Sol Lewitt went tets up and Jerry Saltz takes a moment to let us know. There is the usual he was a great artist stuff - but what I find interesting is Jerry's not so subtle dig at the contemporary art world. "To his credit and detriment, LeWitt was the number one jewel in the Conceptual-Minimalist crown -- the best of a good thing that started a long time ago, just kept going and now has gone stale. Call it Installationism, our equivalent of the French Academy; in this ism institutions fill exhibition halls, atriums, corridors and stairwells with permanent or provisional arrangements that everyone agrees are works of art but pretends are radical and revolutionary, all the same. Like the old academy, the new academy has kept mediocre artists busy, boardmembers happy and audiences from getting bored." Poor old Sol. But Jerry makes the point that Sol was the best of the bunch, the top banana, the big cheese, the head of lettuce, the big tomato and any other ridiculous food reference you can make. I happen to like Sol's writings, but I never warmed to the art. I always felt like it was too interior design, too pretty and meaningless, sort of like famous people on TV. Great to look at, but someone I would walk right past after meeting them. Hey isn't that so & so, yep now where's the food - and I'd head off to look at Dekooning.

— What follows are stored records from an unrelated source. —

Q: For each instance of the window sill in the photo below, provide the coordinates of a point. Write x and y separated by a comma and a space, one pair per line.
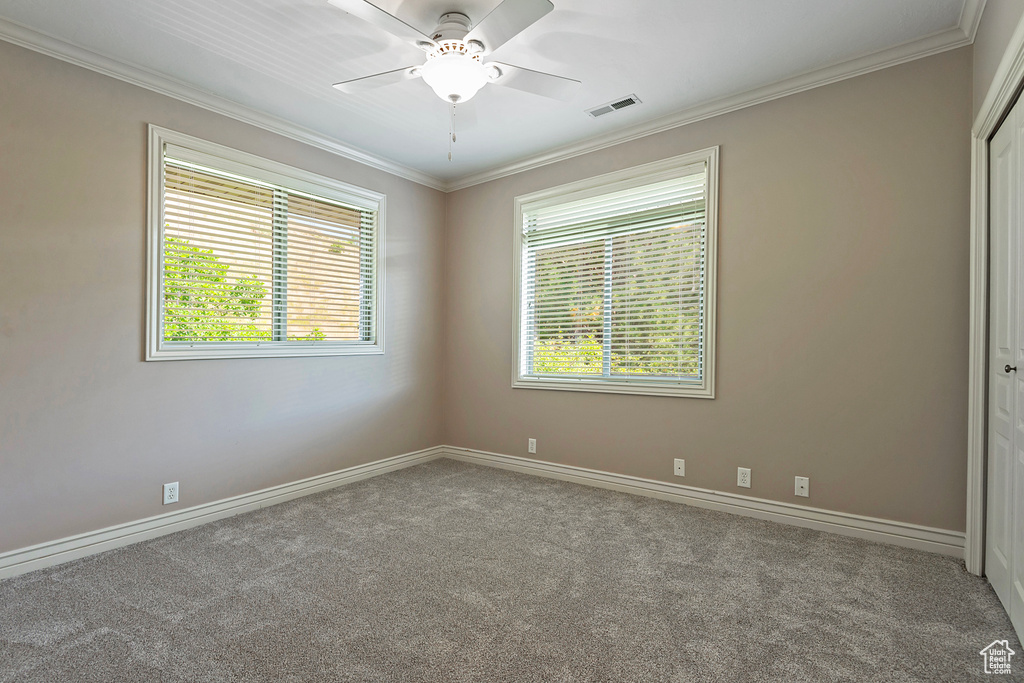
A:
209, 351
678, 389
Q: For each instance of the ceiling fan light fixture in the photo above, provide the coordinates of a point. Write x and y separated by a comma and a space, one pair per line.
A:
455, 77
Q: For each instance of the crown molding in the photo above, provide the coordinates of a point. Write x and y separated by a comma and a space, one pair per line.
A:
960, 36
949, 39
80, 56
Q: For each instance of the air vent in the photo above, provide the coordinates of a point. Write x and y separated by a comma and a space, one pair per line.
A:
613, 105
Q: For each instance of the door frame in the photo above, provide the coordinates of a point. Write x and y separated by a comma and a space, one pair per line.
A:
1001, 94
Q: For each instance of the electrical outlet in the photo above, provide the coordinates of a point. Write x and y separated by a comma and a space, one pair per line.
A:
170, 493
803, 486
743, 477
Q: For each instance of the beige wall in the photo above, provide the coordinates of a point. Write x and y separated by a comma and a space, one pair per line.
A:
843, 306
998, 22
88, 431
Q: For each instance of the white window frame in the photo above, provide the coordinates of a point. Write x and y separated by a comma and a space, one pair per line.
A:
244, 164
603, 184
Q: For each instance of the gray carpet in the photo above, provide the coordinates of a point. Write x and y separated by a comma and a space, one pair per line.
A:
448, 571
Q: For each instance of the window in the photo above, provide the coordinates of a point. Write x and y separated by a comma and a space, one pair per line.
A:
252, 258
615, 282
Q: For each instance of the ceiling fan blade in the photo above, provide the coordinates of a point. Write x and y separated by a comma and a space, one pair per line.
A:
537, 82
380, 18
506, 20
377, 80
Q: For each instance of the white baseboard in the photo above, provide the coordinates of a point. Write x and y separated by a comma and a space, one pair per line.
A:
64, 550
54, 552
871, 528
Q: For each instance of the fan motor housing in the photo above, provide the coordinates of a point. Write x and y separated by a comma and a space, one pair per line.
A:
452, 26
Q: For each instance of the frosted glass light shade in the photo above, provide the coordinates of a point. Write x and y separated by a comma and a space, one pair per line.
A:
454, 77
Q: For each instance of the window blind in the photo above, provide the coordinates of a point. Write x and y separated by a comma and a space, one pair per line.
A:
250, 261
612, 286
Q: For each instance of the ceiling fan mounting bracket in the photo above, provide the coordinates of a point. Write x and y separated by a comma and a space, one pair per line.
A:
452, 26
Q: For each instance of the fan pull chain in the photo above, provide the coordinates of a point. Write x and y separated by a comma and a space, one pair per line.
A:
451, 130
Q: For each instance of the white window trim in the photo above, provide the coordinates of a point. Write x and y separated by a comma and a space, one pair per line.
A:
609, 182
248, 165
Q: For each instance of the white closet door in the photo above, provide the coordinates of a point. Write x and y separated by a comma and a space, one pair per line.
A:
1016, 508
1005, 530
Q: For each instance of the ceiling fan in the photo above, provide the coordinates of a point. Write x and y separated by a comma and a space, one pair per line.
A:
454, 68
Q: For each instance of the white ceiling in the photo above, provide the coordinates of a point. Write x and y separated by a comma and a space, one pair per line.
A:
273, 62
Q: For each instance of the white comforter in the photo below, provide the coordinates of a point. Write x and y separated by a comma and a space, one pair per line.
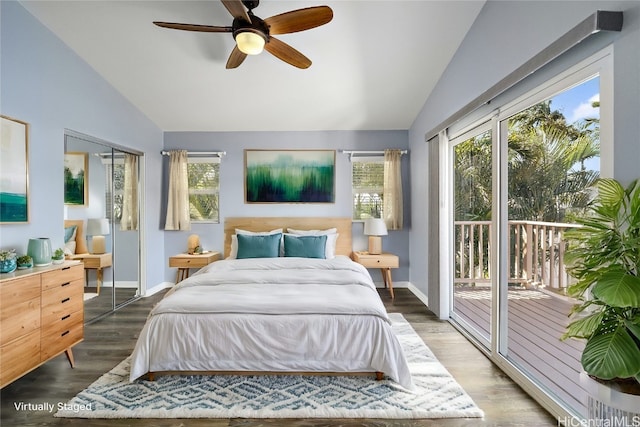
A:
276, 314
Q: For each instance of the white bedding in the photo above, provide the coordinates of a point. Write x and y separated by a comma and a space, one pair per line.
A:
272, 314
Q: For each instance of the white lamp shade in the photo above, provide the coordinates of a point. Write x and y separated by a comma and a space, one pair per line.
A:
250, 43
97, 227
375, 227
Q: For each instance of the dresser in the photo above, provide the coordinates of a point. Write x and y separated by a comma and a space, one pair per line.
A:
41, 316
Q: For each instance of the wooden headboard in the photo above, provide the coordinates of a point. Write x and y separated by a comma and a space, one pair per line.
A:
81, 241
343, 224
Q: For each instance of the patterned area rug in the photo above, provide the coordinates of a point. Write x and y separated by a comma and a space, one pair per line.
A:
437, 394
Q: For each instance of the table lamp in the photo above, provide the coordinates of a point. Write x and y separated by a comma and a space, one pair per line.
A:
374, 228
97, 228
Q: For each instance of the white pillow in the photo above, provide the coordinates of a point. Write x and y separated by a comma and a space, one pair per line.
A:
332, 237
234, 240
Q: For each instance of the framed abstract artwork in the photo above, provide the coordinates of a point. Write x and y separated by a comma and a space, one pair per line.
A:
76, 179
289, 176
14, 171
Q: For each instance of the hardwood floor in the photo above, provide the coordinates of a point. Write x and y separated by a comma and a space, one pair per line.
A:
109, 340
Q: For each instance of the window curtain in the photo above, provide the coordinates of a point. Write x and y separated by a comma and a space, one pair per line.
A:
129, 220
178, 217
392, 205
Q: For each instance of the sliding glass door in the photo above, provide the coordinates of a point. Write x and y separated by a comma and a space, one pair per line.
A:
472, 178
518, 181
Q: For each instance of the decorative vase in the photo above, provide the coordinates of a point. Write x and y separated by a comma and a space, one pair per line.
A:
39, 249
607, 405
8, 265
192, 243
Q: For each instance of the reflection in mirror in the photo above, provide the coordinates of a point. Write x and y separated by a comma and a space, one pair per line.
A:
102, 230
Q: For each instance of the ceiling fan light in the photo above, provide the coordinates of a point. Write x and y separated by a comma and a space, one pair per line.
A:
250, 43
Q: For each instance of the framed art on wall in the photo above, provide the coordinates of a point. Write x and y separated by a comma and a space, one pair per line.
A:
76, 179
14, 171
289, 176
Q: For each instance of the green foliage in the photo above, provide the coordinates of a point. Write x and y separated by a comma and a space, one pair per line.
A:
604, 257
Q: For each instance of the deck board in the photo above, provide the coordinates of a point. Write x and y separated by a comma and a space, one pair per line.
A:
536, 320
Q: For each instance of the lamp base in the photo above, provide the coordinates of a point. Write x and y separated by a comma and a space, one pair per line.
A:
98, 245
375, 245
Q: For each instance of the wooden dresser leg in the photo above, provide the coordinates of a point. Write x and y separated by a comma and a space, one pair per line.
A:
69, 354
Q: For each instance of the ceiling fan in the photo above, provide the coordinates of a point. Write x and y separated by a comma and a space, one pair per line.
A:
253, 34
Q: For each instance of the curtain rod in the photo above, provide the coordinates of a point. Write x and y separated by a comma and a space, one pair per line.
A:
200, 153
369, 152
599, 21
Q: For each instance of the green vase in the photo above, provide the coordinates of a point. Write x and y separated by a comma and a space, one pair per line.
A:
39, 249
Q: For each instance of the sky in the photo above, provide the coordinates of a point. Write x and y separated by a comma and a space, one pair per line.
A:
575, 103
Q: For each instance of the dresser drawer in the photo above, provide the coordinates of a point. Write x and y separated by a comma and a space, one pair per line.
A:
56, 326
52, 279
53, 345
64, 294
19, 290
52, 313
19, 357
19, 319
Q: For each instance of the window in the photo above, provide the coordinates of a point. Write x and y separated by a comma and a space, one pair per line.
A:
367, 183
204, 188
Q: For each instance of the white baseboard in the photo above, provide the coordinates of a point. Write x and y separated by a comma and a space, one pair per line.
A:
418, 293
157, 288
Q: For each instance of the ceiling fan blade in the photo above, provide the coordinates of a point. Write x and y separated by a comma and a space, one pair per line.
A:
286, 53
236, 9
299, 20
236, 58
194, 27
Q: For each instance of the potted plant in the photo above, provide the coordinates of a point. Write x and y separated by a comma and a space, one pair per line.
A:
24, 262
8, 261
603, 255
58, 256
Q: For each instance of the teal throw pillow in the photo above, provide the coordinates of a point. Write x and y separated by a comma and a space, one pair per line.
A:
305, 246
258, 246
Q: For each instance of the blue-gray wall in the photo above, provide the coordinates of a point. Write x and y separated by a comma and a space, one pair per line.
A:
232, 183
46, 84
504, 36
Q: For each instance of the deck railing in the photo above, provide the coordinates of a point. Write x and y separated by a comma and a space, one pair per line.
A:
536, 253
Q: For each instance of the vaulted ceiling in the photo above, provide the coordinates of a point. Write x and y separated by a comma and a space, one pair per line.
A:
373, 68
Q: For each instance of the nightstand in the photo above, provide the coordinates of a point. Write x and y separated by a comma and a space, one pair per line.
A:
385, 262
95, 262
186, 261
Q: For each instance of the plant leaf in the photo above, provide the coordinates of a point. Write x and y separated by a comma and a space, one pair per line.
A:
612, 355
618, 289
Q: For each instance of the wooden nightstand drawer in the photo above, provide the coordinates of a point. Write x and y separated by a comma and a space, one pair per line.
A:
193, 261
376, 261
55, 278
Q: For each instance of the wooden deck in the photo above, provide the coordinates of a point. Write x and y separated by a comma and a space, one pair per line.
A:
536, 320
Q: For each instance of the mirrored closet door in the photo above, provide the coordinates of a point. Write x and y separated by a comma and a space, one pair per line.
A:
102, 220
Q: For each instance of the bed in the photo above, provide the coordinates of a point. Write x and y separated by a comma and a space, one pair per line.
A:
312, 311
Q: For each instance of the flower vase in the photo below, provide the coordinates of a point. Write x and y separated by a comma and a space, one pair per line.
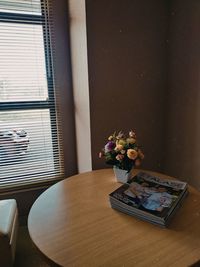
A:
122, 176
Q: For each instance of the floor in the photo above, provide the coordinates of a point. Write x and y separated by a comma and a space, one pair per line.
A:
26, 253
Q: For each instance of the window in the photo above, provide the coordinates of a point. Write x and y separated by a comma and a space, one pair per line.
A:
30, 148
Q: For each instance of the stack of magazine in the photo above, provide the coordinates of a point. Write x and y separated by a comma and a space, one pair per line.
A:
149, 198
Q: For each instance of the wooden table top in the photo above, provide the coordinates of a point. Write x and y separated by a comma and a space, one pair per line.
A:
72, 224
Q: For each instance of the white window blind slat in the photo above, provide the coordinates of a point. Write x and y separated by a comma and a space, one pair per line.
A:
30, 141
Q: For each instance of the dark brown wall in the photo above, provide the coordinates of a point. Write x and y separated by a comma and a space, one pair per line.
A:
127, 53
183, 146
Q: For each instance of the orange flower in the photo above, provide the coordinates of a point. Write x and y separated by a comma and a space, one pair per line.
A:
132, 154
140, 154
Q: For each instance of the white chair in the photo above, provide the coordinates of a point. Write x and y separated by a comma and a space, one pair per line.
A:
8, 231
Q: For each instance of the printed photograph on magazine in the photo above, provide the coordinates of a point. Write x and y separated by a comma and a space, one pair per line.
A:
151, 194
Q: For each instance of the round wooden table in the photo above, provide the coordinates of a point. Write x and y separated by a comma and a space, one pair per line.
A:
72, 224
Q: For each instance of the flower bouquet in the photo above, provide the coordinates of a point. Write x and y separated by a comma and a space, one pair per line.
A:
122, 151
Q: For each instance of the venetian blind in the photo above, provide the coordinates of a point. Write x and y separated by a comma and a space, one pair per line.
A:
30, 141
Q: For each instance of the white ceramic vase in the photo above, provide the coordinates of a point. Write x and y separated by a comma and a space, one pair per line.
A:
122, 176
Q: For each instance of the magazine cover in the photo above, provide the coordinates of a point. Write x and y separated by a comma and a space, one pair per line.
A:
149, 196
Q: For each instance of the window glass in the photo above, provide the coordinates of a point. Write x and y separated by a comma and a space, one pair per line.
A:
22, 64
21, 6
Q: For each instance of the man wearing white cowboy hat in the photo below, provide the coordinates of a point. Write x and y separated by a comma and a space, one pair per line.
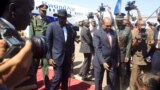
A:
60, 38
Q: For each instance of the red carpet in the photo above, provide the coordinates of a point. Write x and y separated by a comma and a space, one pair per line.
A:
74, 84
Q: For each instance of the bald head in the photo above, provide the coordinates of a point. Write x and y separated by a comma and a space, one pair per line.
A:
106, 23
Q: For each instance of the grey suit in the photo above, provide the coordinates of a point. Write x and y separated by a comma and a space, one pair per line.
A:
86, 48
104, 53
61, 52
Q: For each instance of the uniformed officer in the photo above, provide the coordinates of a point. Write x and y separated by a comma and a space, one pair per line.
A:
124, 41
38, 27
141, 43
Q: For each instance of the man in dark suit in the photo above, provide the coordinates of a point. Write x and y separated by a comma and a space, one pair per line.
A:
60, 37
38, 26
86, 48
106, 54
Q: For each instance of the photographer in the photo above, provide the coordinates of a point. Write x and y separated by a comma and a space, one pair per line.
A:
13, 70
140, 49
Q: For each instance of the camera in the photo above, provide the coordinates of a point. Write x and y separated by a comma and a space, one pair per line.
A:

Sol Lewitt was an iconoclast - the last of a generation intent on making something new and revolutionary - but as Jerry implies in his article - once that generation achieved the power - they did nothing with it. It became an endless parade of the same stuff. From revolutionary to professional in one easy step. It is the same critique that Baudrillard made for the generation of 1968 and it holds true today in our lackluster world of POMO insidiousness.
Did Sol approve? Who knows? But he did leave a legacy of thought that we should understand and use!